Prevention and Repair of Ultraviolet B-Induced Skin Damage in Hairless Mice via Transdermal Delivery of Growth Factors Immobilized in a Gel-in-Oil Nanoemulsion.

Abstract

Ultraviolet (UV) radiation from the sun or artificial sources is one of the primary causes of skin damage, including sunburns, tanning, erythema, and skin cancer. Among the three different types of UV rays, UVB rays have a medium wavelength that can penetrate the epidermal layer of the skin, resulting in sunburn, suntan, blistering, and melanoma in case of chronic exposure. This study aimed to evaluate the preventive and therapeutic effects of a gel-in-oil nanogel dispersion (G/O-NGD) as a transdermal delivery biomolecular carrier for skin damage caused by UVB light.
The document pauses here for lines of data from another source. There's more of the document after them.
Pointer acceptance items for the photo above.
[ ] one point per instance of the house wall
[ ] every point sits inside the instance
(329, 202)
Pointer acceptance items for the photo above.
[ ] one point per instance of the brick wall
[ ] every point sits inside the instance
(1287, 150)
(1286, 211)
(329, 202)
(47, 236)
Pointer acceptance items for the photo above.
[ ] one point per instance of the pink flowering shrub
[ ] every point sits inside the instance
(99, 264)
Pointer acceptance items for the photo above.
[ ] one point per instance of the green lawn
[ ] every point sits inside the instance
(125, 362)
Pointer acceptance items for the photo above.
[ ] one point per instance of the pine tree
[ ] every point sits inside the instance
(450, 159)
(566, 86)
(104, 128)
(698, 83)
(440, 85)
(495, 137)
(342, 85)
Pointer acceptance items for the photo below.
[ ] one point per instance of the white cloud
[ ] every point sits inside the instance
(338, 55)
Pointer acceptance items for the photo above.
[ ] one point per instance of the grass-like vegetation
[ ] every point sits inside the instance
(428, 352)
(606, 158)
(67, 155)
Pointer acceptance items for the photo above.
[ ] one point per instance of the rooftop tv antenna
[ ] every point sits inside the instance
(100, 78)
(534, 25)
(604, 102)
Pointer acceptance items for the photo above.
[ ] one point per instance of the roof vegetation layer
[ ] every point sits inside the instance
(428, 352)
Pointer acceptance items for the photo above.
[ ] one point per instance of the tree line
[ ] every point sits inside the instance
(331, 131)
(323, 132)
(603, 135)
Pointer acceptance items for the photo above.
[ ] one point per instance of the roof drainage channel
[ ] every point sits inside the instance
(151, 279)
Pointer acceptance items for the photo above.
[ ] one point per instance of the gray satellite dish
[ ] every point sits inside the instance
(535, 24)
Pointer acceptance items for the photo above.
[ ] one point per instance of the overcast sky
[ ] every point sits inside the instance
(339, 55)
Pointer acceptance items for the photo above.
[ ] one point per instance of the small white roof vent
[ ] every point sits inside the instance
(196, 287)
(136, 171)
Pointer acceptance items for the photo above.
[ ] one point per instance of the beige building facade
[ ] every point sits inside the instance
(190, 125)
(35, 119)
The efficacy of this carrier against UVB-induced skin damage was investigated in vivo by delivering different growth factors (GFs) encapsulated in a G/O-NGD. Artificial UVB light was used to induce skin damage in nude mice, followed by the transdermal application of five GF [vascular endothelial growth factor (VEGF), basic fibroblast growth factor (bFGF), epidermal growth factor (EGF), transforming growth factor (TGF)-1, and insulin-like growth factor (IGF)-α]-immobilized G/O-NGD. Among these GFs, VEGF and bFGF promoted angiogenesis, while EGF, TGF-1, and IGF-α promoted the repair and regeneration of damaged cells. The results showed that G/O-NGD was superior to heparin-immobilized G/O-NGD in reducing UVB-induced skin damage, such as erythema, epidermal water reduction, inflammation, and dermis thickening. In addition, G/O-NGD could prevent and treat abnormal follicle proliferation caused by UVB rays and exhibited potential to repair lipid glands. Overall, our results demonstrate the potential of G/O-NGDs for the treatment of UVB-induced skin damage.